A Walmart shopper in Kansas lost a tooth during a fight over the self-checkout machine. Even worse, it was the man's only tooth.

A Walmart shopper in Kansas lost a tooth during a fight over the self-checkout machine. It's why Walmart has changed their slogan to "Watch out for falling prices and teeth".

A woman in New York won a $2 million lottery after using numbers she saw in a fortune cookie. Though she should've known because the fortune read "You will need a financial manager."


Monday, March 3, 2014

Topical Monologue Jokes Cut Off By the Orchestra at the Academy Awards


The first Oscars ceremony in 1929 only lasted fifteen minutes. In fact, it was so short that the orchestra cutting off speeches was cut off by another orchestra.

Amtrak is testing a promotion where they offer free rides to writers. Amtrak got the idea from the writers' parents.

Delta publicly apologized to a passenger who was told she couldn't breastfeed her infant son. Though they've reminded passengers who aren't nursing to keep their breasts in their full upright and locked position.

A high school student in Indiana recently rented a billboard in order to ask a girl to prom. Though he hurt his chances because instead of leaving his phone number he left his exit number.

This week In New York City, a woman gave birth in the middle of a crosswalk. Officers knew something was up when they stopped and frisked the woman and found an umbilical cord.

Several experts are claiming that posing for selfies is helping to spread head lice. It's also helping to spread the amount of creepy Facebook 'Likes'.

This week the Pentagon announced plans to shrink the size of the US Army. The plans include jumping into a really cold swimming pool.

CNN has canceled "Piers Morgan Live". Though Piers Morgan didn't believe it until he'd heard it from a better news source than CNN.

Due to high salaries, American Idol is set to lose money this year. So instead of being told they're going to Hollywood, contestants who pass the show's audition will be told "You're going to Inglewood!"

Actress Judi Dench has revealed that due to poor vision she's unable to read scripts or watch films. In other words, she sounds like the person who greenlights Tyler Perry's movies.

Two men in New York were arrested after video cameras caught them trying to have sex with dairy cows. Though the men claim they weren't trying to have sex; they were only trying to get to know the cows.

Taco Bell is planning to launch a new breakfast menu. They say the new menu was inspired by the "wake and bake".

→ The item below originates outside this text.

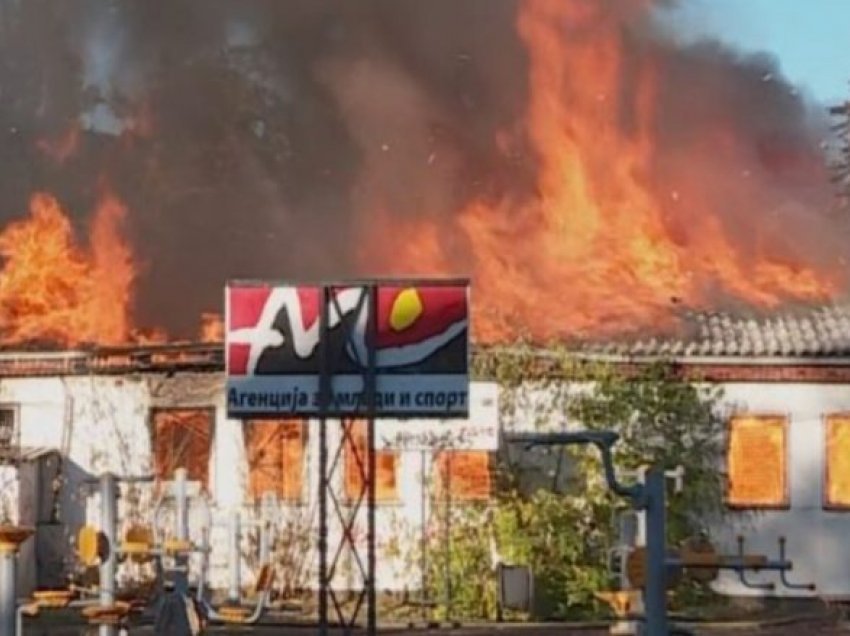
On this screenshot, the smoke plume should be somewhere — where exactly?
[0,0,850,335]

A drunk Michigan man accidentally killed himself while demonstrating gun safety techniques to his girlfriend. His girlfriend said, "If you think that's bad, you should've seen him demonstrate techniques for safe sex."

A South Carolina man was arrested for trying to pay at Applebee's with a one trillion dollar bill. The server realized the bill was fake after holding it up to the light and using common sense.

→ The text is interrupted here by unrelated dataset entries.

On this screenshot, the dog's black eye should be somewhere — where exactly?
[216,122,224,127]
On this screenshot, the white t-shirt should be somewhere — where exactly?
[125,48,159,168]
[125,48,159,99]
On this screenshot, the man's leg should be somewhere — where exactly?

When asked about playing Tinker Bell in NBC's version of "Peter Pan", Miley Cyrus says she'd rather choke on her own tongue. "Sounds great to us," said everyone.

A British man complained to Domino's on Twitter that he burned his penis severely while having sex with one of its pizzas. Domino's says the man should've waited ten minutes for the pizza to cool down if he wanted to have safe sex.

Pope Francis announced an overhaul of the Vatican’s bureaucratic duties by creating a new administrative position. Qualified applicants are encouraged to apply, specifically anyone with experience screening calls from God.

1000 people lined up outside the Golden Nugget casino in Atlantic City for just 50 job openings. "I like my chances," said a candidate who sucks at math.